Mi nombre es Anabella y soy profesora en una escuela infantil.
Me apasiona mi trabajo. Creo que es la mejor carrera que he podido estudiar. No me arrepiento en absoluto de haberla escogido. Es cierto que muchas tardes he llegado a casa con un dolor impresionante de cabeza por los gritos de todos aquellos diablillos, pero nadie me quita la felicidad, alegría y diversión a su lado. Sin darme cuenta de ello, se han convertido en mi antídoto para la tristeza.
Esta mañana me he levantado con un poco de nostalgia. Se acercan las fiestas de Navidad y, aunque la paso genial decorando la clase con mis duendecillos, no puedo remediar ponerme triste al saber que no volveré a verlos hasta después de que empiece un nuevo año y reciban los juguetes que les hayan pedido a los Reyes Magos.
Soy una tonta cursi, ¿verdad? Pues lo siento, pero no me arrepiento de serlo.
El timbre de la escuela toca a las dos en punto de la tarde y me despido de mis diablillos con un gran abrazo en grupo. Casi no puedo respirar, sin embargo, a quién le importa. Me siento arropada y querida y sería un placer morir aquí mismo, entre todos esos pequeños e inocentes bracitos.
—Hasta el año que viene, señorita —me desean todos al unísono mientras mueven sus manitas y se alejan con mi compañera hasta el patio.
Me sorbo la nariz al sentir la congoja atascada en mi garganta y recojo mis cosas de la mesa. Subo las sillas a los pupitres para dejar el aula medianamente recogida y veo que mi compañera regresa con las mejillas mojadas. «Vaya, no soy la única que los echará de menos», pienso al acercarme a ella con una leve sonrisa y los brazos abiertos.

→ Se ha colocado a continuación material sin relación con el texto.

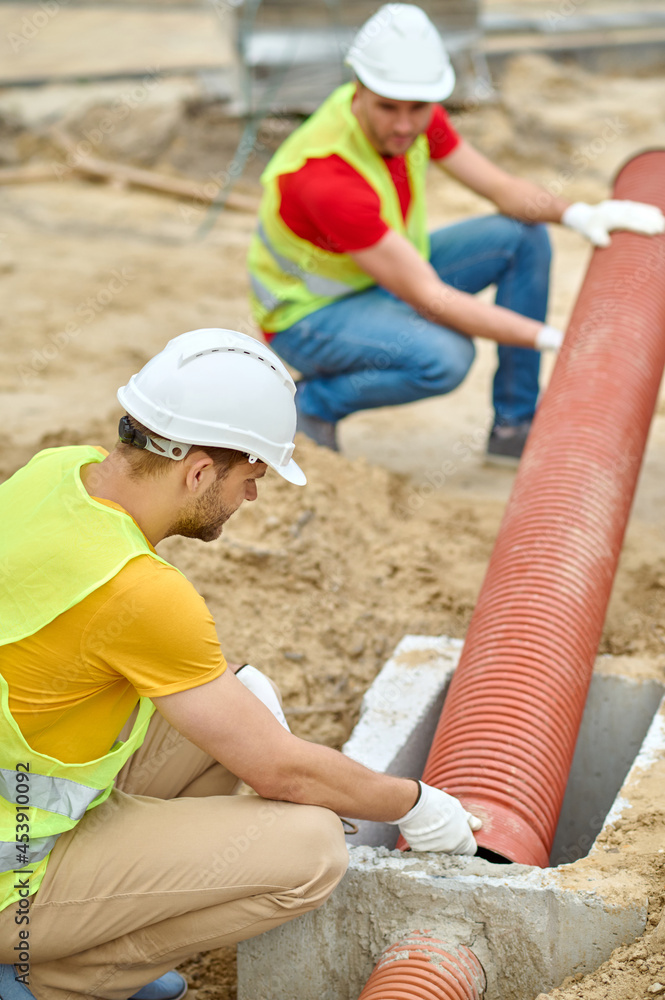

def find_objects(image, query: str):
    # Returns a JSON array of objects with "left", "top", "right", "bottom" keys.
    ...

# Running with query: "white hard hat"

—Si estamos así en las vacaciones del primer trimestre, no sé cómo lo haremos en verano —le digo con una sonrisa llena de lágrimas.
Mi compañera se ríe al sorber su nariz y ambas terminamos de recoger para poder irnos a casa.
***
Son más de las tres cuando llego a mi casa. Me descalzo en el recibidor, dejo el bolso y el abrigo en el armario y me dirijo hacia la cocina para calentar mi comida. Estoy hambrienta.

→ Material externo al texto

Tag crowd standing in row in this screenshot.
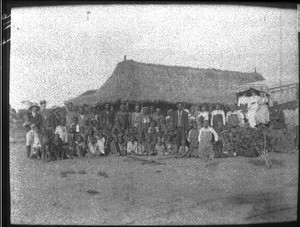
[24,89,298,161]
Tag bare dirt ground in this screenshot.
[10,126,298,225]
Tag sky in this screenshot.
[10,5,299,109]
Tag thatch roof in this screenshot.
[66,60,264,105]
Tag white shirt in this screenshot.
[198,126,219,143]
[97,137,105,154]
[238,95,249,106]
[54,125,68,142]
[210,110,226,125]
[198,111,209,120]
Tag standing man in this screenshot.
[173,102,189,152]
[116,104,129,130]
[50,106,60,131]
[39,100,55,130]
[66,102,77,126]
[100,103,114,128]
[77,106,90,127]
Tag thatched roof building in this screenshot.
[66,60,264,105]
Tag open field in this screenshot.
[10,126,298,225]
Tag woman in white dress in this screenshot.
[247,90,260,128]
[255,92,270,124]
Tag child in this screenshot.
[96,130,106,156]
[54,118,68,142]
[187,121,199,157]
[52,134,68,159]
[148,136,157,155]
[72,116,80,132]
[136,135,145,155]
[155,139,166,155]
[75,134,86,158]
[23,116,41,158]
[175,139,190,158]
[198,120,218,162]
[127,135,137,154]
[67,125,76,159]
[40,126,54,162]
[117,133,126,156]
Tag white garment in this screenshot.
[247,95,260,128]
[54,125,68,142]
[97,137,105,154]
[210,110,226,125]
[198,127,219,143]
[198,111,209,120]
[238,95,249,106]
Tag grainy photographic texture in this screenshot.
[8,5,299,225]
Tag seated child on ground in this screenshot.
[127,135,137,154]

Me siento en el sofá con una pierna bajo mi trasero y el plato de comida en mi mano. Dejo el vaso de agua en la mesita auxiliar delante del sofá y cojo un trozo de pollo con almendras.
Estoy degustando mi deliciosa comida cuando mi móvil suena en el bolso colgado en el armario de la entrada. Suelto el plato en la mesita y corro hacia el ruidoso aparato para contestar a la inoportuna persona.
—Dígame —contesto al regresar al salón para continuar con mi almuerzo.
—Cariño, espero que ya tengas el billete comprado. Tu padre podría matarme si no es así —me dice mi madre por el otro lado del auricular.
—Por supuesto que lo he comprado. Mañana por la tarde sale mi tren. Llegaré sobre las nueve de la noche. ¿Podrá recogerme alguien o me voy en taxi?
—Te podemos recoger. No te preocupes. ¿Qué tal el último día de clases de este año?
—Igual que el año anterior. Me da una penita separarme de mis diablillos.
—Hija, creo que eres la única profesora que llora por no escuchar las vocecillas estridentes y ruidosas de sus alumnos.
Sé que se está burlando de mí y de mi sensibilidad, pero no me importa. Ya estoy acostumbrada a las bromitas de mi familia.
—Hoy no he llorado sola. Mi compañera también ha llorado. No soy la única cursi y sensiblera, madre.
—Dios los cría y ellas se juntan. En fin, cariño, nos vemos mañana.
Cuelgo después de despedirme con un beso y vuelvo a concentrar toda mi atención en mi almuerzo y en la película de la tele.